By Jon Mason The dark basement is full of bikes. They hang from the ceiling like bats in caves, but these bikes long for the sunshine. Their owners haven’t picked them up yet, but Denis Sauve, owner of Twin Ports Cyclery, fixes them, stores them and gets new ones ready for display and sale.
Twin Ports Cyclery has bicycle repair stands throughout the store, but on this particular day, Sauve works in the basement shop to get some work done.
With Kool 101.7 playing, an apron with an assortment of tools, numerous tool boxes full and more needed tools on hand atop the bench, Sauve is ready to work in the well lit small shop room.
He enjoys all talk while assembling one of the three bikes recently acquired Cannondale’s from a warehouse that forgot they were there. He is happy to be able to get the bikes for a reduced price because bigger markets usually scoop up those deals too fast for him to get any.
He is not sure how long it will take him to assemble this American made bike or how long he has worked on it, but he is anxious to get it done. “I aim for less than one hour, but if you could just do that,” said Sauve. He has so much going on throughout the day; procrastination is always a problem.
His basement hiding spot is good, but not perfect. “Never leave the basement because they will ask for something then ask for something else,” Sauve said.
But he broke his own rule on April 30 and left the basement. After taking a phone call, he had to go upstairs to clarify something. Quickly, he said, but he ended up being on the floor for nearly 20 minutes helping everyone who needed it.

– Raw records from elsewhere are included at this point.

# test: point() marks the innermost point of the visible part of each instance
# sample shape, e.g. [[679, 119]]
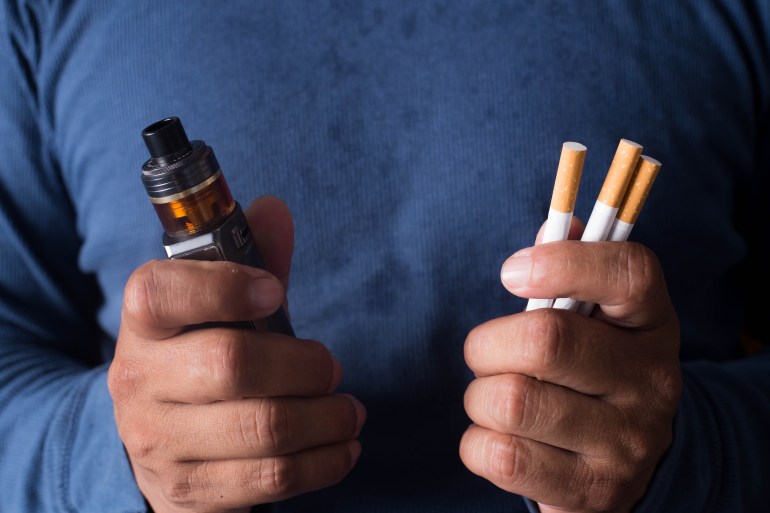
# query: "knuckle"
[[640, 273], [226, 363], [506, 461], [276, 477], [667, 380], [179, 487], [143, 294], [637, 448], [610, 485], [606, 493], [547, 348], [123, 380], [271, 427], [513, 401], [140, 442]]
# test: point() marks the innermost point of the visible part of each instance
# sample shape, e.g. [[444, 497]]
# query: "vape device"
[[200, 219]]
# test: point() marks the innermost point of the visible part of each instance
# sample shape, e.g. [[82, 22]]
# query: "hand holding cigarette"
[[218, 419], [575, 412]]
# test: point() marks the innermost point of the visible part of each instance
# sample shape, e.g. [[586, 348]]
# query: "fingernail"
[[265, 293], [516, 270], [336, 374], [360, 414]]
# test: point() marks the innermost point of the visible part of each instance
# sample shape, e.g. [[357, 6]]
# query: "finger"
[[516, 404], [586, 355], [257, 428], [624, 278], [273, 230], [163, 297], [541, 472], [231, 484], [221, 364], [576, 228]]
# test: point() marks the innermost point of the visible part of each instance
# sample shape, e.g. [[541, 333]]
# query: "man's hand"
[[570, 411], [218, 419]]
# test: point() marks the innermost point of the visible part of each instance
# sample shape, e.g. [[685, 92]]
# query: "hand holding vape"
[[200, 219]]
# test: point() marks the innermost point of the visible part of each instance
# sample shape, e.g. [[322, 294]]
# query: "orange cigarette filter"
[[568, 174], [620, 173], [646, 171]]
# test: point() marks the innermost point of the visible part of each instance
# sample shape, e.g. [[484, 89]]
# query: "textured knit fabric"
[[416, 144]]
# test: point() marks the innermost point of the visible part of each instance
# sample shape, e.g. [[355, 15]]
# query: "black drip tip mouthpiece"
[[166, 139]]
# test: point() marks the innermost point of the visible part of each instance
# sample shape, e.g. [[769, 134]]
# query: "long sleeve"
[[59, 448]]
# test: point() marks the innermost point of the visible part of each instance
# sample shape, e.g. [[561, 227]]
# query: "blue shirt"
[[416, 145]]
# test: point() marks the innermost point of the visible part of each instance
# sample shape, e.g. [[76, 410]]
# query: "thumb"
[[576, 228], [272, 228]]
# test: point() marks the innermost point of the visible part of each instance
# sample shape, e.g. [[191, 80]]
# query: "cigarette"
[[565, 190], [608, 203], [641, 184]]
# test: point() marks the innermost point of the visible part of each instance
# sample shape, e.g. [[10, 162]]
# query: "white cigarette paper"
[[608, 204], [562, 202], [641, 184]]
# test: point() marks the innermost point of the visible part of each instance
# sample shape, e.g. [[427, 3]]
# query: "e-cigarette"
[[200, 219]]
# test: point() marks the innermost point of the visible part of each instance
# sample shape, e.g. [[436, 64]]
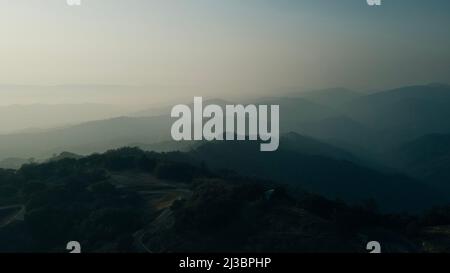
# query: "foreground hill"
[[319, 170], [128, 200]]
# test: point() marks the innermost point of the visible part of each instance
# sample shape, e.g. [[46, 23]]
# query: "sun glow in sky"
[[225, 46]]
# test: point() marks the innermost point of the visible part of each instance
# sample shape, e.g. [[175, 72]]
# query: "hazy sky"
[[212, 46]]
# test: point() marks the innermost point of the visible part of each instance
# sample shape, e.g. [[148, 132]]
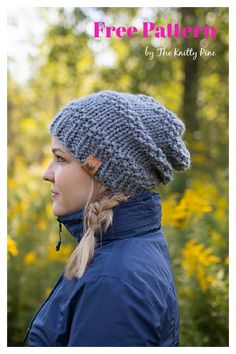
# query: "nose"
[[48, 175]]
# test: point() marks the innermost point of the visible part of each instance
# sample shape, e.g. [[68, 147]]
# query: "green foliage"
[[195, 204]]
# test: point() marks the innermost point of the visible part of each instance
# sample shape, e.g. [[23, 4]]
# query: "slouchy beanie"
[[129, 142]]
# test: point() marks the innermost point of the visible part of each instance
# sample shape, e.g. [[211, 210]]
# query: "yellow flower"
[[30, 258], [11, 247], [180, 214], [196, 259]]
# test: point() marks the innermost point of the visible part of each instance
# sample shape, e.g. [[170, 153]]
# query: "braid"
[[98, 216]]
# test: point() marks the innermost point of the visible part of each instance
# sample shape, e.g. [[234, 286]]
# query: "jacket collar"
[[139, 214]]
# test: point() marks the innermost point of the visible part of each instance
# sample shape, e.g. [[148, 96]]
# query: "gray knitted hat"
[[129, 142]]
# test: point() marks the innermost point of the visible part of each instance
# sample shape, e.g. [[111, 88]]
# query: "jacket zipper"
[[31, 323]]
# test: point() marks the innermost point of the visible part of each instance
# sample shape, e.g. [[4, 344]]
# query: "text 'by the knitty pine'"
[[150, 29]]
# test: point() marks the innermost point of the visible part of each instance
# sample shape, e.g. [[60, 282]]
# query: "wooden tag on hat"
[[91, 165]]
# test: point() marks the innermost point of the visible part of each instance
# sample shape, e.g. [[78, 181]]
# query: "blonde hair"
[[98, 215]]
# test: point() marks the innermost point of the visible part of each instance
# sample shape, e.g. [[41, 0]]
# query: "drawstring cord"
[[59, 240]]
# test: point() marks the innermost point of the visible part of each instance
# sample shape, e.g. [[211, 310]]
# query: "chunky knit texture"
[[136, 138]]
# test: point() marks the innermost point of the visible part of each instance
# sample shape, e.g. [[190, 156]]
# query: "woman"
[[110, 150]]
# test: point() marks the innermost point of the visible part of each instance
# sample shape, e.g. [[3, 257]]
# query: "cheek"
[[71, 180]]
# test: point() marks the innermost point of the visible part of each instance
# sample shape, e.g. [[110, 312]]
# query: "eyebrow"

His trip out of the basement pushed him a little further behind schedule on the bike, but he came back with an ice cream sandwich and was back to work.
With ice cream sandwich in hand, he wired the brake cable. Something of such importance in Duluth seems like it should be done without ice cream in hand, but Sauve knows what he is doing. It is easy to tell he has assembled a bike before.
The ice cream was soon gone and two hands worked quickly assembling the bike. While making the adjustments to the gears, Sauve talked about the business of owning a bicycle shop. He has a lot of words of wisdom after 33 years of experience.
“Tools are expensive,” he said. Not only are the basics needed, but specific tools designed for specific bikes can often be very expensive and hard to come by. “Some shops don’t want to carry tools because they are expensive and they become expired. To open a shop means extreme expenditure to front all of that stuff,” said Sauve.
As he put the finishing touches on the flawless Cannondale, he said, “If you want to make a million, start with two. Margins are small so you make your money on repairs and service, not on bike sales.”
Sauve hopes this bike will sell. He is concerned about the current state of the economy and the numbers of people that come into his shop. Sauve tells a story about compulsive buyers he has seen in other cities and says that would never happen here.
“People like look at the bikes here a long time before they make their final decision,” said Sauve. Hopefully we see this shiny blue Cannondale with the Shimano tires cruising throughout Duluth some day.